An Evening of Clairvoyance with Spiritualist Medium is advertised in the papers, coming to Scotland soon.
By the name of the clairvoyant is an asterisk linking to small print at the bottom of the advert reading “for entertainment purposes”.
So despite the fact that he promises a “roller coaster of emotions” and “laughter to tears and back again”, it seems he’s not claiming any ability to connect with the dead.
The tears will presumably come from vulnerable people who have been turned into someone else’s entertainment through a few tricks – but hey, they were warned.
You can search for Stephen Holbrook if you are interested, though it’s your money you are wasting, as far as I’m concerned.
This newspaper advertisement struck a chord in the week the Scottish Government announced a new referendum bill.
Seeing as it is Nicola who gets to choose the date of any new referendum, Nicola who edits the bill and Nicola who suggests the question, it only serves to underline that it is Nicola who is buying time.
One can’t help but feel that any talk about independence is a correspondence with the dead, to an event that has passed
Because it’s over, isn’t it? The independence business is done, at least for a generation.
Brexit isn’t a boost but just another obstacle.
With no sign of any substance, such as unravelling the misleading economic case of 2014 or answering the big question over currency, there is no material to help people change their minds from the last time.
The SNP has given up on advocacy – now it just waits until “the people are ready”, which isn’t really any kind of politics at all.
It appears independence talk is a trick like a clairvoyant’s – appearing to do one thing, which matters deeply to people, while actually just passing the time for general political entertainment.
As this becomes more obvious, so do other qualities of this government, things which they really don’t want to be identified with.
The first is condescension.
The people of Scotland are expected to make up their mind on the basis of one two-year-old white paper which has now been disowned by just about everyone bar Alex Salmond.
Nicola no longer trusts it – saying the party had to face up to some hard truths. Joseph Stiglitz, Nobel prize-winning economist, admits currency union was “probably a mistake” and even Kevin Pringle, head of comms for Yes, now says an honest economic case is needed.
But we aren’t being a consulted on that new case. That stuff remains locked up in the Government.
The SNP has opted for independence by ignorance – and it will not work.

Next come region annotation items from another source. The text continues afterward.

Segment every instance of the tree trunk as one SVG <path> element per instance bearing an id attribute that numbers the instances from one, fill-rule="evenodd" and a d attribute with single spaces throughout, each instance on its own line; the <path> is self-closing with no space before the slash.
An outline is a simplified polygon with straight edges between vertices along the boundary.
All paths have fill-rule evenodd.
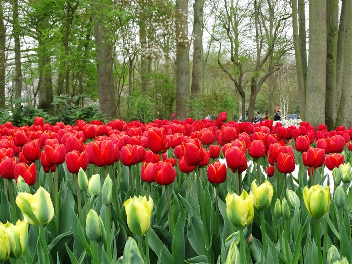
<path id="1" fill-rule="evenodd" d="M 14 37 L 15 53 L 15 98 L 21 97 L 22 90 L 22 70 L 21 63 L 21 45 L 20 44 L 20 25 L 18 21 L 17 0 L 12 1 L 12 35 Z"/>
<path id="2" fill-rule="evenodd" d="M 0 5 L 0 108 L 5 106 L 5 35 L 3 6 Z"/>
<path id="3" fill-rule="evenodd" d="M 176 0 L 176 116 L 186 117 L 185 101 L 190 96 L 190 45 L 187 0 Z"/>
<path id="4" fill-rule="evenodd" d="M 347 6 L 347 14 L 352 14 L 352 3 Z M 348 16 L 345 22 L 343 88 L 336 125 L 348 128 L 352 127 L 352 16 Z"/>
<path id="5" fill-rule="evenodd" d="M 334 112 L 334 120 L 336 121 L 337 116 L 337 110 L 338 110 L 341 101 L 341 96 L 342 93 L 342 86 L 343 85 L 343 72 L 345 60 L 345 38 L 346 35 L 347 20 L 349 15 L 347 13 L 348 0 L 342 0 L 341 14 L 340 15 L 340 24 L 338 28 L 338 37 L 337 37 L 337 55 L 336 62 L 336 75 L 337 83 L 336 87 L 336 94 L 334 105 L 336 106 Z"/>
<path id="6" fill-rule="evenodd" d="M 334 128 L 334 105 L 337 83 L 337 38 L 338 32 L 338 0 L 327 1 L 327 56 L 325 124 L 331 130 Z"/>
<path id="7" fill-rule="evenodd" d="M 193 4 L 194 19 L 193 22 L 193 68 L 191 94 L 196 98 L 200 91 L 202 84 L 202 64 L 203 54 L 203 1 L 195 0 Z"/>
<path id="8" fill-rule="evenodd" d="M 296 69 L 298 86 L 298 99 L 299 100 L 300 114 L 302 118 L 304 118 L 306 111 L 306 87 L 303 70 L 303 56 L 301 54 L 301 46 L 300 43 L 300 36 L 298 34 L 298 22 L 297 18 L 297 1 L 292 1 L 292 28 L 293 30 L 293 44 L 295 48 L 295 59 Z M 305 37 L 305 32 L 304 33 Z"/>
<path id="9" fill-rule="evenodd" d="M 51 108 L 53 102 L 53 87 L 51 78 L 51 62 L 47 30 L 50 26 L 50 16 L 45 17 L 38 25 L 39 33 L 37 54 L 38 58 L 39 80 L 38 90 L 39 92 L 39 107 L 47 110 Z"/>
<path id="10" fill-rule="evenodd" d="M 309 1 L 309 43 L 305 119 L 317 127 L 325 121 L 326 0 Z"/>
<path id="11" fill-rule="evenodd" d="M 110 39 L 110 32 L 108 24 L 104 18 L 105 11 L 108 8 L 104 1 L 96 1 L 96 16 L 94 23 L 94 40 L 97 58 L 98 72 L 98 92 L 99 97 L 99 107 L 107 119 L 110 119 L 115 114 L 115 102 L 113 72 L 112 44 Z"/>

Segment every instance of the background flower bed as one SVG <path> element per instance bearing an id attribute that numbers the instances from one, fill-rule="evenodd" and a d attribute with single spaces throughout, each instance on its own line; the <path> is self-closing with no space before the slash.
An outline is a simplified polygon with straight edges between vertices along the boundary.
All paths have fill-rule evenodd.
<path id="1" fill-rule="evenodd" d="M 351 262 L 350 166 L 349 172 L 338 167 L 352 163 L 352 129 L 328 131 L 323 125 L 316 129 L 307 122 L 284 127 L 270 120 L 253 124 L 227 123 L 226 118 L 223 113 L 214 121 L 116 120 L 105 125 L 78 120 L 71 126 L 36 118 L 30 126 L 1 125 L 2 223 L 18 226 L 23 211 L 16 204 L 27 201 L 18 194 L 39 193 L 40 186 L 53 206 L 34 214 L 47 223 L 25 217 L 30 224 L 22 233 L 28 232 L 28 237 L 9 243 L 6 261 Z M 319 158 L 323 162 L 318 165 L 314 162 Z M 222 168 L 216 162 L 219 159 L 229 167 Z M 311 201 L 318 207 L 329 205 L 316 220 L 305 205 L 303 190 L 329 186 L 332 179 L 324 172 L 328 165 L 331 170 L 336 167 L 335 185 L 330 203 L 327 197 Z M 292 167 L 298 167 L 294 175 Z M 250 194 L 255 179 L 258 186 L 268 180 L 270 199 L 265 192 Z M 258 196 L 266 197 L 269 207 L 253 207 L 252 215 L 245 215 L 243 208 L 227 204 L 228 194 L 239 195 L 242 190 L 253 195 L 253 203 Z M 137 209 L 127 213 L 126 201 L 134 195 L 152 199 L 151 211 L 144 211 L 149 207 L 141 197 L 131 202 Z M 46 198 L 28 199 L 37 208 L 49 208 L 51 201 L 42 196 Z M 235 226 L 237 217 L 250 216 L 252 221 L 245 226 Z M 10 224 L 1 225 L 2 232 L 6 230 L 3 241 L 16 233 L 9 233 Z M 4 252 L 2 260 L 8 256 Z"/>

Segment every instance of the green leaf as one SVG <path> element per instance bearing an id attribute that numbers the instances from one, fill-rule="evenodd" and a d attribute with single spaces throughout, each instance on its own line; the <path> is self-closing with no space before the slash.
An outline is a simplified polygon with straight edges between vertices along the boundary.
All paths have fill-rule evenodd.
<path id="1" fill-rule="evenodd" d="M 185 260 L 185 262 L 188 264 L 206 263 L 208 263 L 208 259 L 206 256 L 198 256 Z"/>
<path id="2" fill-rule="evenodd" d="M 172 251 L 173 263 L 182 264 L 185 260 L 186 254 L 185 253 L 184 227 L 182 226 L 181 213 L 179 214 L 175 225 L 175 232 L 172 239 Z"/>
<path id="3" fill-rule="evenodd" d="M 201 234 L 203 233 L 203 223 L 197 214 L 193 216 L 188 215 L 187 224 L 187 238 L 192 248 L 199 255 L 206 255 L 204 247 L 204 238 Z"/>
<path id="4" fill-rule="evenodd" d="M 173 258 L 170 251 L 156 235 L 152 228 L 149 228 L 148 231 L 148 238 L 150 248 L 160 259 L 162 263 L 168 264 L 173 262 Z M 161 253 L 161 251 L 162 254 Z"/>

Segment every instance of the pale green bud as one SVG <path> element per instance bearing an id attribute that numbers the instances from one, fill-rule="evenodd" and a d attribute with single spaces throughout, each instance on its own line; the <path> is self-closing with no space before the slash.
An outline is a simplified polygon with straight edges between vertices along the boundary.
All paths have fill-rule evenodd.
<path id="1" fill-rule="evenodd" d="M 327 251 L 327 257 L 326 257 L 326 264 L 332 264 L 336 261 L 340 261 L 340 252 L 338 249 L 334 245 L 329 248 Z"/>
<path id="2" fill-rule="evenodd" d="M 90 240 L 96 241 L 100 238 L 102 236 L 101 227 L 97 212 L 93 209 L 91 209 L 87 215 L 85 227 L 85 232 L 88 239 Z"/>
<path id="3" fill-rule="evenodd" d="M 299 208 L 301 206 L 301 202 L 298 196 L 293 190 L 288 188 L 286 189 L 286 198 L 290 205 L 292 207 Z"/>
<path id="4" fill-rule="evenodd" d="M 86 191 L 88 189 L 88 177 L 82 168 L 79 168 L 78 171 L 78 185 L 82 191 Z"/>
<path id="5" fill-rule="evenodd" d="M 341 164 L 338 167 L 338 171 L 340 172 L 341 180 L 345 183 L 351 182 L 351 164 L 349 163 L 347 164 Z"/>
<path id="6" fill-rule="evenodd" d="M 111 190 L 113 186 L 113 181 L 108 174 L 105 178 L 104 183 L 102 188 L 102 200 L 105 205 L 109 205 L 111 201 Z"/>
<path id="7" fill-rule="evenodd" d="M 334 178 L 334 183 L 336 186 L 341 184 L 341 176 L 340 175 L 340 171 L 338 169 L 335 167 L 332 170 L 332 177 Z"/>
<path id="8" fill-rule="evenodd" d="M 88 183 L 88 193 L 91 195 L 98 195 L 100 192 L 100 176 L 99 174 L 92 175 Z"/>
<path id="9" fill-rule="evenodd" d="M 0 262 L 3 262 L 9 258 L 10 248 L 6 228 L 1 222 L 0 222 Z"/>
<path id="10" fill-rule="evenodd" d="M 253 196 L 244 190 L 240 196 L 235 193 L 228 193 L 225 200 L 226 214 L 230 222 L 238 228 L 249 225 L 254 217 Z"/>
<path id="11" fill-rule="evenodd" d="M 290 206 L 285 197 L 282 199 L 281 201 L 281 213 L 282 214 L 282 217 L 285 220 L 289 219 L 290 214 Z"/>
<path id="12" fill-rule="evenodd" d="M 29 186 L 26 183 L 22 176 L 19 175 L 17 178 L 17 185 L 16 185 L 17 192 L 18 193 L 30 193 L 31 189 Z"/>
<path id="13" fill-rule="evenodd" d="M 24 219 L 31 225 L 46 225 L 54 217 L 54 206 L 50 195 L 41 186 L 34 195 L 19 193 L 16 202 Z"/>
<path id="14" fill-rule="evenodd" d="M 318 184 L 303 189 L 304 204 L 309 214 L 319 218 L 327 212 L 330 206 L 330 186 L 324 187 Z"/>
<path id="15" fill-rule="evenodd" d="M 10 244 L 10 256 L 18 258 L 23 253 L 28 244 L 28 222 L 18 220 L 16 225 L 8 222 L 4 225 Z"/>
<path id="16" fill-rule="evenodd" d="M 239 250 L 238 248 L 233 242 L 230 246 L 230 249 L 227 253 L 226 260 L 225 261 L 225 264 L 236 264 L 240 263 L 240 257 L 239 255 Z"/>
<path id="17" fill-rule="evenodd" d="M 343 190 L 343 187 L 339 185 L 336 188 L 334 194 L 334 201 L 337 207 L 343 208 L 346 204 L 346 193 Z"/>
<path id="18" fill-rule="evenodd" d="M 274 214 L 277 219 L 280 219 L 281 217 L 281 203 L 278 198 L 276 199 L 275 205 L 274 207 Z"/>
<path id="19" fill-rule="evenodd" d="M 154 204 L 149 197 L 145 196 L 130 198 L 124 203 L 127 225 L 131 231 L 136 235 L 145 234 L 150 226 L 150 218 Z"/>
<path id="20" fill-rule="evenodd" d="M 252 182 L 250 194 L 254 197 L 254 206 L 257 209 L 262 210 L 269 207 L 273 193 L 273 186 L 267 180 L 259 186 L 257 186 L 255 180 Z"/>

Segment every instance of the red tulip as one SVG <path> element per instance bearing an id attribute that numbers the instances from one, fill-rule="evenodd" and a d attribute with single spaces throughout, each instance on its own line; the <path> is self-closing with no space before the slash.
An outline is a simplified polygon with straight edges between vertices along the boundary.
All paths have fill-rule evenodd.
<path id="1" fill-rule="evenodd" d="M 328 137 L 326 143 L 330 153 L 341 152 L 346 145 L 344 138 L 340 135 L 336 135 L 331 138 Z"/>
<path id="2" fill-rule="evenodd" d="M 166 152 L 169 146 L 165 129 L 153 127 L 148 131 L 148 147 L 155 154 Z"/>
<path id="3" fill-rule="evenodd" d="M 338 168 L 340 165 L 343 164 L 344 161 L 344 156 L 339 153 L 330 154 L 326 156 L 325 160 L 325 166 L 329 170 L 333 170 L 335 167 Z"/>
<path id="4" fill-rule="evenodd" d="M 253 158 L 260 158 L 265 155 L 265 146 L 261 140 L 253 140 L 248 144 L 248 151 Z"/>
<path id="5" fill-rule="evenodd" d="M 230 143 L 236 139 L 237 132 L 234 127 L 226 127 L 222 131 L 221 135 L 223 141 L 225 143 Z"/>
<path id="6" fill-rule="evenodd" d="M 247 159 L 242 150 L 238 147 L 229 148 L 225 152 L 227 166 L 231 169 L 238 169 L 247 163 Z"/>
<path id="7" fill-rule="evenodd" d="M 197 138 L 190 139 L 186 144 L 184 157 L 188 166 L 195 166 L 203 161 L 203 149 L 202 143 Z"/>
<path id="8" fill-rule="evenodd" d="M 299 136 L 295 141 L 295 148 L 297 151 L 304 152 L 308 151 L 310 144 L 308 136 Z"/>
<path id="9" fill-rule="evenodd" d="M 17 130 L 14 134 L 14 143 L 17 147 L 22 147 L 29 141 L 27 136 L 22 131 Z"/>
<path id="10" fill-rule="evenodd" d="M 268 166 L 267 167 L 266 172 L 268 177 L 271 177 L 274 175 L 274 167 L 273 166 Z"/>
<path id="11" fill-rule="evenodd" d="M 37 179 L 37 169 L 35 163 L 32 163 L 29 167 L 25 163 L 17 164 L 15 166 L 14 174 L 16 182 L 18 177 L 21 175 L 26 184 L 28 185 L 33 185 Z"/>
<path id="12" fill-rule="evenodd" d="M 181 157 L 179 159 L 179 168 L 180 168 L 180 170 L 184 173 L 188 173 L 192 172 L 194 170 L 195 166 L 189 166 L 187 165 L 186 162 L 185 162 L 185 159 L 184 158 L 183 156 L 181 156 Z"/>
<path id="13" fill-rule="evenodd" d="M 85 171 L 88 167 L 88 153 L 83 151 L 81 153 L 78 150 L 73 150 L 66 155 L 66 164 L 67 170 L 72 174 L 78 173 L 79 168 Z"/>
<path id="14" fill-rule="evenodd" d="M 35 140 L 23 146 L 23 155 L 28 161 L 35 161 L 40 158 L 40 144 Z"/>
<path id="15" fill-rule="evenodd" d="M 14 170 L 15 166 L 17 164 L 16 157 L 5 157 L 0 161 L 0 175 L 5 179 L 14 179 L 15 174 Z"/>
<path id="16" fill-rule="evenodd" d="M 176 179 L 176 170 L 169 162 L 159 161 L 155 168 L 155 181 L 161 185 L 172 183 Z"/>
<path id="17" fill-rule="evenodd" d="M 218 158 L 220 156 L 220 146 L 218 145 L 211 145 L 209 146 L 210 158 Z"/>
<path id="18" fill-rule="evenodd" d="M 208 166 L 207 177 L 209 182 L 213 184 L 221 184 L 226 179 L 226 166 L 220 161 L 214 161 Z"/>
<path id="19" fill-rule="evenodd" d="M 155 182 L 155 170 L 156 168 L 156 165 L 154 163 L 143 162 L 141 172 L 142 181 L 148 183 Z"/>
<path id="20" fill-rule="evenodd" d="M 121 148 L 120 158 L 125 166 L 133 166 L 138 163 L 138 151 L 137 146 L 129 144 Z"/>
<path id="21" fill-rule="evenodd" d="M 302 159 L 306 167 L 319 168 L 324 164 L 325 152 L 324 149 L 318 148 L 308 148 L 306 152 L 303 152 Z"/>
<path id="22" fill-rule="evenodd" d="M 295 170 L 295 156 L 290 153 L 279 153 L 277 167 L 282 173 L 290 173 Z"/>
<path id="23" fill-rule="evenodd" d="M 45 145 L 44 150 L 46 158 L 52 165 L 58 165 L 65 162 L 66 148 L 63 144 L 54 144 L 52 146 Z"/>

This condescending attitude suggests that far from being the people’s friend, the SNP elite may rank as the most arrogant of all Scottish administrations – insisting on a policy but sharing none of the detail.
The second quality is elitism.
It has been clear for a long time that the real power of the SNP lies with a handful of people at the top.
Where this once looked like coldly efficient politics delivering competent government, it increasingly appears like a cabal.
The nationalist elite holds all the cards, tucked to its chest from prying party eyes.
Friends in high office have friends in high business and Scotland is governed just as it always was, by a privileged few.
The parliament hosts debates for show but the power rests elsewhere.
Admittedly, few of them were born into privilege but all of them have grown accustomed to its comfort.
A condescending elite is never a very attractive offer and all the less so when it appears so indecisive.
Independence looks a little like the promise of clairvoyance – of promising something about the past and the future – when it may only be for entertainment purposes, to keep a power-happy elite in office.
There’s a game doing the rounds of Holyrood that goes like this – name three important things the SNP have done?
I think it’s a bit too narrow and a better version is – what have been the most important political actions in Scotland since 1945.
The creation of the Hydro Electric transformed the rural economy in the 1950s, the school reforms of 1962 gave us a world-beating O Grade and Higher system, the Scotland Act of 1998 gave us a parliament – but I struggle to name much of import since.
The land reform of 2003 was important, though only half the job. The smoking ban of 2006 matters but by then it was commonplace in other countries.
If the political elite doesn’t want to tell us about our potential, they might try showing it to us.
Yet a decade of nationalist government has done little to improve on the eight years of unionist squabbles that went before.
The latest legislative programme may help – like so many before, it has great intentions.
But it looks as though the nationalist elite simply don’t know what they want or when they want it.